Friday, June 24, 2011

California's Climbing Capital Punishment Costs

U.S. 9th Circuit Judge Arthur L. Alarcon and Loyola Law School professor Paula M. Mitchell authored a report, "Executing the Will of the Voters: A Roadmap to Mend or End the California The Legislature's Multi-Billion-Dollar Death Penalty Debacle." The examination of expenditures for capital cases, conducted over three years estimated that the additional costs of capital trials, enhanced security on death row and legal representation for the condemned adds $184 million to the budget each year, according to the Los Angeles Times.

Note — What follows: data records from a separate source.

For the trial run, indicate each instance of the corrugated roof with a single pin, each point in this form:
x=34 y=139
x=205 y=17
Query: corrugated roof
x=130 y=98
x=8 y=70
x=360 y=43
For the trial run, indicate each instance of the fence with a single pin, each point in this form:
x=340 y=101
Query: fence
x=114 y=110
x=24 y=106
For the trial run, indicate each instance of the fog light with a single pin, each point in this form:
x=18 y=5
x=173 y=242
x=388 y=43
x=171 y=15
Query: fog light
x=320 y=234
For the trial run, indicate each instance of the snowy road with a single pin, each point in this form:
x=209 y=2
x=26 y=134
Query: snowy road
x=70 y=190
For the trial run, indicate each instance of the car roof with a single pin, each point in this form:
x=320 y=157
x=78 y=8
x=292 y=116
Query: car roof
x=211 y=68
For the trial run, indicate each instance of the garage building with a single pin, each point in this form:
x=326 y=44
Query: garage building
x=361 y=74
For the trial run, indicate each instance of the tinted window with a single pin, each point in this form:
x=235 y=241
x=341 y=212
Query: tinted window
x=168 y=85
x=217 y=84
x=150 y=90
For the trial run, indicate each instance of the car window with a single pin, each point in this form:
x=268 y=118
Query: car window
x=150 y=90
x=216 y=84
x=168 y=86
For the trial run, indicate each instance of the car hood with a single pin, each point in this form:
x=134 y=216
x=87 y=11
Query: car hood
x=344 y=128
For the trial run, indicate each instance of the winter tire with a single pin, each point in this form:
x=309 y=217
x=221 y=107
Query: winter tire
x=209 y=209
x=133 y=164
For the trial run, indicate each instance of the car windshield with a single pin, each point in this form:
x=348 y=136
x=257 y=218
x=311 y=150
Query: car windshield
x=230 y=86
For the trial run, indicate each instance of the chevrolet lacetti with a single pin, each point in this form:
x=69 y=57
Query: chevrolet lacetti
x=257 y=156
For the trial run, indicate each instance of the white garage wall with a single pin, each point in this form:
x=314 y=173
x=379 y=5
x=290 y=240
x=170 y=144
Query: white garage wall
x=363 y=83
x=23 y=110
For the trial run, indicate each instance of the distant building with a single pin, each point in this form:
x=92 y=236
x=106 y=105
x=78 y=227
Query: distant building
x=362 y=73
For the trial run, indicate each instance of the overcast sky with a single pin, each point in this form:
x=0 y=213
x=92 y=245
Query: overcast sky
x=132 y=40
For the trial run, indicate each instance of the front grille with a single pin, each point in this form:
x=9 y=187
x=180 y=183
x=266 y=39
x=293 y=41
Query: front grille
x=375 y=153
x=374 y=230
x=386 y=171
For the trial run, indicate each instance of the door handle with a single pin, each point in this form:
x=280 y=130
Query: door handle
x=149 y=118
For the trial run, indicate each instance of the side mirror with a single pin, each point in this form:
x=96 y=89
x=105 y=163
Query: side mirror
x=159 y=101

Taxpayers have spent more than $4 billion on capital punishment in California since it was reinstated in 1978, or about $308 million for each of the 13 executions carried out since then, according to a comprehensive analysis of the death penalty's costs. The death penalty will climb to $9 billion by 2030, when San Quentin's death row will have swollen to well over 1,000, reported the Times.

The authors outline three options for voters to end the current reality of spiraling costs and infrequent executions: fully preserve capital punishment with about $85 million more in funding for courts and lawyers each year; reduce the number of death penalty-eligible crimes for an annual savings of $55 million; or abolish capital punishment and save taxpayers about $1 billion every five or six years.

According to the Times, unless profound reforms are made by lawmakers who have failed to adopt previous recommendations for rescuing the system, Alarcon and Mitchell say, capital punishment will continue to exist mostly in theory while exacting an untenable cost.